Иначе говоря, билеты, чемоданы и надувные пляжные игрушки, а также раскладной детский горшок и чехол для прогулочной коляски были куплены спонтанно, решительно и практически одномоментно.
С этого времени Карина и Алексей старались быть максимально терпеливыми друг к другу. Леша понимал: их общей двухнедельной выдержки должно как раз хватить до отъезда к теплу, миру и релаксу. И дабы не искушать судьбу, направился в командировку.
Карина с той же целью окончательно погрузилась в нескончаемые сборы. И когда ей уже начало казаться, что нет не только сил, но и логического окончания для закупок всех необходимых вещей и аксессуаров – последний чемодан возьми да заполнись.
А вот куча «бездомных» курортных шмоток рядом с ним была все еще ощутима. Это подтверждал и Сережа, который без устали кувыркался на ней или переносил ее с места на место. При этом он одновременно примерял все свои и чужие наряды, последовательно водружая что ни попадя себе на голову в виде огромной диковинной чалмы.
Объективное ограничение количества в штуках, сантиметрах и килограммах действовало слегка отрезвляюще. Постепенно можно было думать о том, чтобы брать с собой не только то, что может пригодиться, но и идти по пути набора из самого необходимого.
Карина поймала себя на философской мысли, что впервые в мире слово «компромисс» имело наконец некое «скульптурное», хотя и несколько хаотическое воплощение в виде как раз той самой груды лишних вещей без малейшего шанса утащить их все до одной к морю.

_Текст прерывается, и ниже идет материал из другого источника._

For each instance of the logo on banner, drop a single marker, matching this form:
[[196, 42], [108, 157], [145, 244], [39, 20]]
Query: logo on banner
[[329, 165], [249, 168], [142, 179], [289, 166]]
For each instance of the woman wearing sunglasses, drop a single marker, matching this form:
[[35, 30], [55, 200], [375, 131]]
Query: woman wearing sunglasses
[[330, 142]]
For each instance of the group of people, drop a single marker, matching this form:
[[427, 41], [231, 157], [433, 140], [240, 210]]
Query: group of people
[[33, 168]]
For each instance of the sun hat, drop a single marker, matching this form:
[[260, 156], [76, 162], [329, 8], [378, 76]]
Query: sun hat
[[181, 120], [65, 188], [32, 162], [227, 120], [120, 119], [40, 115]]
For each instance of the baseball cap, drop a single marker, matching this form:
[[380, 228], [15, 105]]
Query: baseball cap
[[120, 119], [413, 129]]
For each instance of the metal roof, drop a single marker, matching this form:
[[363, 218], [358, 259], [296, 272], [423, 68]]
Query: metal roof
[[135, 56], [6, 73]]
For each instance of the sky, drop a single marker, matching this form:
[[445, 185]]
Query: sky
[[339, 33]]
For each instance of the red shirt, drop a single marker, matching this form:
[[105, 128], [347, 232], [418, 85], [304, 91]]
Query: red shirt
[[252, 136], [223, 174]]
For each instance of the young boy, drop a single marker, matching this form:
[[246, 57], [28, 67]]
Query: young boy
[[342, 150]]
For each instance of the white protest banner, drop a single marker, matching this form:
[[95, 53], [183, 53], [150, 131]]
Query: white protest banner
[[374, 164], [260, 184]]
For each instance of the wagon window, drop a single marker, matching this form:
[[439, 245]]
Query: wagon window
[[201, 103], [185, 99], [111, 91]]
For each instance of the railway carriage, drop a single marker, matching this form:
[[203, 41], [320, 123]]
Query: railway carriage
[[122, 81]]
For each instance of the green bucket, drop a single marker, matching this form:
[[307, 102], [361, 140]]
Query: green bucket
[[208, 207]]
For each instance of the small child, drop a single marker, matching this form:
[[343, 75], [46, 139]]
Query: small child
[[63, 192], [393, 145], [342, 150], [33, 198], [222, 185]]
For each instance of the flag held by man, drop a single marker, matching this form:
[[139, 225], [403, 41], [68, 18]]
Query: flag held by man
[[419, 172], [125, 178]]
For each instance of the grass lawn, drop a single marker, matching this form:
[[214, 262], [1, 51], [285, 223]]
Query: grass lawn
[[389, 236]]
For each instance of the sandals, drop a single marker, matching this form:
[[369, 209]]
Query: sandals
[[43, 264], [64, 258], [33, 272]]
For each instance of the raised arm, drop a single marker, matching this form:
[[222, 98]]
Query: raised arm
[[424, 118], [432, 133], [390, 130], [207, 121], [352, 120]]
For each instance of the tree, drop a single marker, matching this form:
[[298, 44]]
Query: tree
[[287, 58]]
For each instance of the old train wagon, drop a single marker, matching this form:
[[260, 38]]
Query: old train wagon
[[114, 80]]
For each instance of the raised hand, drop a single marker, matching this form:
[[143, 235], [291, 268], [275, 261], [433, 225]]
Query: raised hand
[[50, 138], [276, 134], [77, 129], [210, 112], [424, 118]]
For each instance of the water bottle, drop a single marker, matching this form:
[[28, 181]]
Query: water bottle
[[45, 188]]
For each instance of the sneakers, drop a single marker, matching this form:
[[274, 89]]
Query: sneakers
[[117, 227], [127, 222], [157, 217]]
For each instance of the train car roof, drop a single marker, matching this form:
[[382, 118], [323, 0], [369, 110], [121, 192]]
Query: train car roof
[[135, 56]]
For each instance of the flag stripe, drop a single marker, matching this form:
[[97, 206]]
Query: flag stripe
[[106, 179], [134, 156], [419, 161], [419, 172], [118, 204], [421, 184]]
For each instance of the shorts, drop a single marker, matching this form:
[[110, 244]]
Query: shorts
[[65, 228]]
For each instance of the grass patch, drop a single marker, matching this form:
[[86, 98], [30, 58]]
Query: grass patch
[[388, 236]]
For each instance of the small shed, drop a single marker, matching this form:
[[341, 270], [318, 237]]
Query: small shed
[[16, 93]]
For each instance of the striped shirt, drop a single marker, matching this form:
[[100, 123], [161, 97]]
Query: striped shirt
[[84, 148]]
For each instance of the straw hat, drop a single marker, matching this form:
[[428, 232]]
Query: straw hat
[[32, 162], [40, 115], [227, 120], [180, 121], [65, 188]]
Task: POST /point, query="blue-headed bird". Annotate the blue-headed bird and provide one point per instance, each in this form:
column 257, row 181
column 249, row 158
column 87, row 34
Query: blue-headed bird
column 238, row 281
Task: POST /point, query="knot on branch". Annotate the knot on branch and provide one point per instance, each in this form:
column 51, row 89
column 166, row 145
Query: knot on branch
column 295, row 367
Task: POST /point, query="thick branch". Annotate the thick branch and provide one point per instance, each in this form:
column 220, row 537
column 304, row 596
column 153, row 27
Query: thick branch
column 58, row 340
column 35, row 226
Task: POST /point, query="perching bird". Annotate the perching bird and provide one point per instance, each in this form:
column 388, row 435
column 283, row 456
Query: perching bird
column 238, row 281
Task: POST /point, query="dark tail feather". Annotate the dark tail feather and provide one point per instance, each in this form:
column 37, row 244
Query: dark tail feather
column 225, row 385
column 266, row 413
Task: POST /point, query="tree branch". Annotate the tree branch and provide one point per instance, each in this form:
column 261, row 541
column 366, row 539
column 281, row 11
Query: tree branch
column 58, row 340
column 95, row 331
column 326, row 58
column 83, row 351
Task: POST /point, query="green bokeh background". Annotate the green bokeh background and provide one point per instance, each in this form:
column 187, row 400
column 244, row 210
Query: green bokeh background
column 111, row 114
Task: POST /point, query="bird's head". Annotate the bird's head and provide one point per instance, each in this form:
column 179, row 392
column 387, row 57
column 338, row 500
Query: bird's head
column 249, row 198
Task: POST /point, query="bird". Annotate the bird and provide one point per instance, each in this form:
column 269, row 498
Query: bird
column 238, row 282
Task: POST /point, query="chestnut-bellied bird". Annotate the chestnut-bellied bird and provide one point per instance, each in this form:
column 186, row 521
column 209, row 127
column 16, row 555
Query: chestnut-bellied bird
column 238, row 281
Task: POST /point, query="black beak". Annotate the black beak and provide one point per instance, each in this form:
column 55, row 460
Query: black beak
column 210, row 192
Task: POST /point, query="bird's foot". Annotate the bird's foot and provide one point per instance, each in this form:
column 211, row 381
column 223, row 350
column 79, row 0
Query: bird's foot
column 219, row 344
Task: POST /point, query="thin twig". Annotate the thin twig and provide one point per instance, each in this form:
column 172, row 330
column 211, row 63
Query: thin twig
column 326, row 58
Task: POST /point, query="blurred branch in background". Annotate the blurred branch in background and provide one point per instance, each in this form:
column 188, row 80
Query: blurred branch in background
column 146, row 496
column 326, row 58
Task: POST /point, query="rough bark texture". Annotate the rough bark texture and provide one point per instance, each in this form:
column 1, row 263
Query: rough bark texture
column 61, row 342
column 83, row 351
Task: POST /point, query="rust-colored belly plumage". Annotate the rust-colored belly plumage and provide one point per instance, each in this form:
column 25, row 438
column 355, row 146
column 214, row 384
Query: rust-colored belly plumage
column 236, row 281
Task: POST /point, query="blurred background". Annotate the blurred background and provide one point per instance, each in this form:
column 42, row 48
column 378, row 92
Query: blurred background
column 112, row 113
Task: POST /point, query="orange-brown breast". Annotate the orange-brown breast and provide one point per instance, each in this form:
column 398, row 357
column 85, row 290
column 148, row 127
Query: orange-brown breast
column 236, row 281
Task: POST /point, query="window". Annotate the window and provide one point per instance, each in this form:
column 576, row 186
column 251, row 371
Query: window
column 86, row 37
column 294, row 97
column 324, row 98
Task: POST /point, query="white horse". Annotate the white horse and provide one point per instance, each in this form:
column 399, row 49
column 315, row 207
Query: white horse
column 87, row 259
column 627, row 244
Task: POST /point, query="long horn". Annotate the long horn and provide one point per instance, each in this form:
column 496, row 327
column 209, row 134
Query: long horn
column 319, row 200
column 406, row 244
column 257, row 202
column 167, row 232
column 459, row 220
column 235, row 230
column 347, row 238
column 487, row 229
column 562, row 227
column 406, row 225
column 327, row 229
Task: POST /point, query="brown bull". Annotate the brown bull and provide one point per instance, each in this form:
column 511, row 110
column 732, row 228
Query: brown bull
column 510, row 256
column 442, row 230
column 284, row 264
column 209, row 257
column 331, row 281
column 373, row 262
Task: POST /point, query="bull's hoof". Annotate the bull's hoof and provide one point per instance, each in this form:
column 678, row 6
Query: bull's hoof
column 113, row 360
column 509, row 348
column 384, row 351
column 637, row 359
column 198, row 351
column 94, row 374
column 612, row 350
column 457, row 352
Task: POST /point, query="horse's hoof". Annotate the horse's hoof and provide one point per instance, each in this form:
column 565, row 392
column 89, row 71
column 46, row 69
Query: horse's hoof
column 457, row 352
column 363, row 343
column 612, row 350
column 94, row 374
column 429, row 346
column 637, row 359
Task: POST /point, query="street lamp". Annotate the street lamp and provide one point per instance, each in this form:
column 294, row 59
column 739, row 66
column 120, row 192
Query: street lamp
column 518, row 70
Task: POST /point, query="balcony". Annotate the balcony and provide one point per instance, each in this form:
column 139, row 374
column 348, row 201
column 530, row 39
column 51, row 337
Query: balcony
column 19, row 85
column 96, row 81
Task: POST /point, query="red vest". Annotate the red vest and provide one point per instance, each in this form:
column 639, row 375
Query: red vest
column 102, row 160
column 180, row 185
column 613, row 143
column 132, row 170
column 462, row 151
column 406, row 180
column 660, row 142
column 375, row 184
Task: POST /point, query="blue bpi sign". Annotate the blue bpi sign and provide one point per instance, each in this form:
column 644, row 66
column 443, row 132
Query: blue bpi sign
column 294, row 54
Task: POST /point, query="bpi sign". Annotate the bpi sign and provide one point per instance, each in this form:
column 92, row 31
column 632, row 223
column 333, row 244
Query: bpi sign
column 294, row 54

Каждый из нас хоть раз пережил это чувство «застегнутого чемодана» – этакого радостного предвестника «чемоданного» настроения, когда почти уже нету пути вспять. Только на отдых.
Словом, момент, когда сделано все, чтобы в отпуск уехать, но не сделано еще ничего, чтобы этот отпуск испортить. Этакая эйфория накануне приключений для тех, кто собирается заранее. И хотя еще до пляжа оставалась неделя, сама Каринка признавалась себе, что в мыслях была уже совсем далеко. И даже бабушкин пресноводный аквариум с обыкновенными меченосцами и барбусами ей уже казался вполне себе морским.
Вечером должен приехать муж. В эти последние часы накануне его прилета Карина решила все-таки с утра пораньше добраться до Первопрестольной: последние покупки по мелочам, да и квартиру пора проведать.